The turbulence of the time may, indeed, become so great as to drive out from the human spirit all sense of security; but in that case, the only certain result on literature will be to drive out the tranquil forms of literary expression, leaving all the forces of the quickened life of the people free to concentrate themselves upon those forms of literary expression which are not tranquil, that is, which are combative.
Moreover, in the case of the American Revolution, literary production within the special range thus indicated, was likely to be the greater for the reason that that Revolution was pre-eminently a revolution caused by ideas, and pivoted on ideas. Of course, all revolutions are in some sense caused by ideas and pivoted on them; but in the case of most revolutions, the ideal causes of them are not generally perceived, and therefore are not generally acted upon until those ideal causes become fully interpreted through real evils, generally through a long experience of real evils. This was the case, for example, with the French Revolution. But in the case of the American Revolution, the people did not wait until ideal evils had become real evils. With a political intelligence so alert and so sensitive as to discern those evils while still afar off, they made their stand, not against tyranny inflicted, but only against tyranny anticipated. They produced the Revolution, not because they were as yet actual sufferers, but because they were good logicians, and were able to prove that, without resistance, they or their children would some day become actual sufferers.

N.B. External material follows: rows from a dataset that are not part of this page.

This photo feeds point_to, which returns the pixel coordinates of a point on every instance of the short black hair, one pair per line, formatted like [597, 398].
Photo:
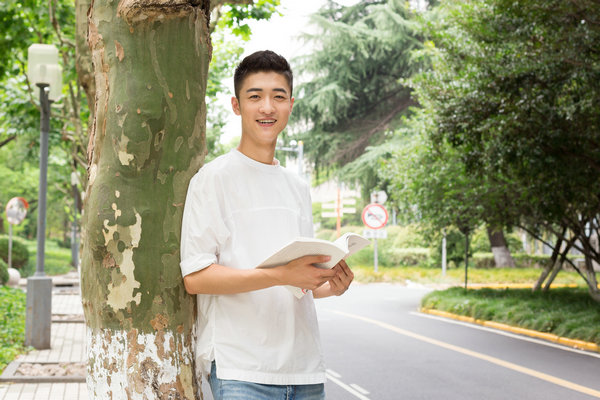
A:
[262, 61]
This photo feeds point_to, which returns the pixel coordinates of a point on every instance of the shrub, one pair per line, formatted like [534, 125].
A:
[3, 272]
[408, 256]
[20, 254]
[522, 260]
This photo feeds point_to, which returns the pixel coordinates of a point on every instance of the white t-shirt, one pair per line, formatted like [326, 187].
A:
[238, 211]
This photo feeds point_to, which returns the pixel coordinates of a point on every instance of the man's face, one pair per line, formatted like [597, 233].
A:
[265, 105]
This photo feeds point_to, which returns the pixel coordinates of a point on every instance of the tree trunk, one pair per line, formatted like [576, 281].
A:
[150, 63]
[502, 256]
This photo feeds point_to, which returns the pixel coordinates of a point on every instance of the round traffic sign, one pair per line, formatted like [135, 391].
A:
[16, 210]
[375, 216]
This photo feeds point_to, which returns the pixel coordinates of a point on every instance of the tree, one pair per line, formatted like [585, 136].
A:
[354, 95]
[146, 142]
[514, 89]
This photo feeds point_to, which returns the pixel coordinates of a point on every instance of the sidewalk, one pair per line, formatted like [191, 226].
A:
[67, 352]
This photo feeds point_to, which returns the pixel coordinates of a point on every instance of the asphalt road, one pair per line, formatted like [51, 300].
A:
[377, 346]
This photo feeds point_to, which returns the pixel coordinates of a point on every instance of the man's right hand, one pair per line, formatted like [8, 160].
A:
[303, 273]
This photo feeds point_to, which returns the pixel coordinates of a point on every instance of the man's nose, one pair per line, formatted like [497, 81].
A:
[266, 106]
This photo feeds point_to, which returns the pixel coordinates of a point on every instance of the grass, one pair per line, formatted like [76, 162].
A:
[456, 276]
[12, 324]
[567, 312]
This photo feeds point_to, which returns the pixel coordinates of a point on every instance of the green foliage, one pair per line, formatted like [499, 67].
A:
[57, 259]
[355, 94]
[12, 324]
[20, 253]
[233, 16]
[522, 260]
[510, 127]
[521, 277]
[3, 272]
[565, 312]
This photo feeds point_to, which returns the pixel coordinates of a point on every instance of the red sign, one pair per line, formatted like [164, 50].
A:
[375, 216]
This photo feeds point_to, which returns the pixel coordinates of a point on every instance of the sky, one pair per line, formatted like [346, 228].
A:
[280, 34]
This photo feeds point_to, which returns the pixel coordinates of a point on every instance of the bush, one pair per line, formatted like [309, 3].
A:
[407, 256]
[3, 272]
[522, 260]
[20, 254]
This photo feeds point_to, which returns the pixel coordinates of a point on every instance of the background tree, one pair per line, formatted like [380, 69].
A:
[514, 91]
[354, 94]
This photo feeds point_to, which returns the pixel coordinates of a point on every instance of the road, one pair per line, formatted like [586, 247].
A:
[378, 347]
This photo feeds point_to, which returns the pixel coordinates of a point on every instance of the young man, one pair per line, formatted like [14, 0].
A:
[255, 339]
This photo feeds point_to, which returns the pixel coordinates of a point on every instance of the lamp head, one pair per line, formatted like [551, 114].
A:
[43, 68]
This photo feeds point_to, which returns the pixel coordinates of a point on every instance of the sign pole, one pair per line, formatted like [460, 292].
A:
[9, 245]
[375, 217]
[375, 260]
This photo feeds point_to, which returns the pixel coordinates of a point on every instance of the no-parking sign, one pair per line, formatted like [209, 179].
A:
[375, 216]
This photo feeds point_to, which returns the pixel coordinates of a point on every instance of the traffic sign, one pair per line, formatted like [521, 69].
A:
[375, 216]
[16, 210]
[378, 197]
[375, 233]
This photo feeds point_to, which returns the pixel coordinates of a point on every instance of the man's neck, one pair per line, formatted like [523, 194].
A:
[262, 154]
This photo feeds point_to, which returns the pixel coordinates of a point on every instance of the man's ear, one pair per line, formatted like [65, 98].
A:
[235, 105]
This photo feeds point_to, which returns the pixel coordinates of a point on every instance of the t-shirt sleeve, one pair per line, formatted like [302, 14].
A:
[203, 230]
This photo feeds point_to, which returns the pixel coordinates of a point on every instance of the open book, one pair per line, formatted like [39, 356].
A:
[344, 246]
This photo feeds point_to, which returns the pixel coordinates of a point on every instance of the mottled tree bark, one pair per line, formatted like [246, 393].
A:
[150, 62]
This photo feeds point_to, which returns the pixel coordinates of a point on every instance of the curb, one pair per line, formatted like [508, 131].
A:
[9, 375]
[578, 344]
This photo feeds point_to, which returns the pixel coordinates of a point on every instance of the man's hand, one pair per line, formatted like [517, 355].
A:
[338, 284]
[302, 272]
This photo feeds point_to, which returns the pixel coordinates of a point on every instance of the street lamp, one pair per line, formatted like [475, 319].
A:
[44, 72]
[298, 148]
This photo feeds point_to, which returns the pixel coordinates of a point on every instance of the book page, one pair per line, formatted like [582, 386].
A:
[304, 247]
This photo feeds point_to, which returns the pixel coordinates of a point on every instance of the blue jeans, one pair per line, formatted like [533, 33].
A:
[224, 389]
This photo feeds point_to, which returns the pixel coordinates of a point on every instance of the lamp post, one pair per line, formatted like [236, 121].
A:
[45, 73]
[298, 148]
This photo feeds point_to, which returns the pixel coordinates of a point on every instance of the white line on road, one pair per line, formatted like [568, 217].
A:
[493, 360]
[333, 377]
[509, 334]
[333, 373]
[360, 389]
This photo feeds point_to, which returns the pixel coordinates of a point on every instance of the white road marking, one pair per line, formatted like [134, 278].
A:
[359, 389]
[333, 373]
[493, 360]
[509, 334]
[341, 384]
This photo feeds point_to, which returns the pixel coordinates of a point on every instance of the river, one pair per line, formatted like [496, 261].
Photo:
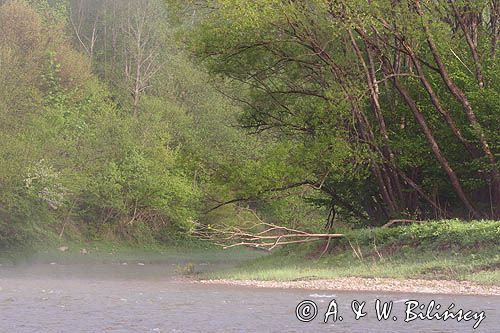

As was said of them by a great contemporary statesman in England, they judged "of the pressure of the grievance by the badness of the principle." They augured "misgovernment at a distance." They snuffed "the approach of tyranny in every tainted breeze." Hence, more than with most other epochs of revolutionary strife, our epoch of revolutionary strife was a strife of ideas: a long warfare of political logic; a succession of annual campaigns in which the marshalling of arguments not only preceded the marshalling of armies, but often exceeded them in impression upon the final result.
An epoch like this, therefore,—an epoch in which nearly all that is great and dear in man's life on earth has to be argued for, as well as to be fought for, and in which ideas have a work to do quite as pertinent and quite as effective as that of bullets,—can hardly fail to be an epoch teeming with literature, with literature, of course, in the particular forms suited to the purposes of political co-operation and conflict.